Event Analysis

To meet the C2M2 “Event Analysis” requirement, you must consistently analyze detected cybersecurity events to determine whether they qualify as a declared incident, and you must be able to prove that analysis happened. Operationalize it by defining analysis criteria and escalation thresholds, assigning accountable roles, and retaining tickets, triage notes, and decision records that show how each event was dispositioned. 1

Key takeaways:

  • “Event analysis” is the documented triage work between detection and incident declaration, not the detection itself. 1
  • Auditors will ask for operating evidence: alert-to-ticket linkage, analyst notes, escalation records, and a clear incident declaration decision trail. 1
  • Your fastest path is a repeatable workflow: intake → triage → scope/severity assessment → decision → escalation/closure → metrics.

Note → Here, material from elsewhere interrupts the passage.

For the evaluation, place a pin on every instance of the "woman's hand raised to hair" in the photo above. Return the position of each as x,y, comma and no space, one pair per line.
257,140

Event analysis is where most response programs either earn credibility or fail an audit. Detection tools generate signals; event analysis converts those signals into a defensible decision: “this is noise,” “this is suspicious activity to investigate,” or “this meets our criteria for a declared incident.” The C2M2 requirement is short, but the expectation behind it is operational: you need a consistent method to analyze what was detected, assess likely impact, and route the work to the right responders, with records that survive scrutiny. 1

For a Compliance Officer, CCO, or GRC lead, the practical goal is simple: make the decision-making trail reviewable. That means you can show (1) which systems feed events, (2) what triggers analysis, (3) who analyzes and who approves escalation, (4) what “incident” means in your context, and (5) what evidence proves the process ran as designed. 1

This page focuses on requirement-level implementation: applicability, step-by-step execution, artifacts to retain, common audit hangups, and a pragmatic execution plan you can drive without rewriting your entire SOC.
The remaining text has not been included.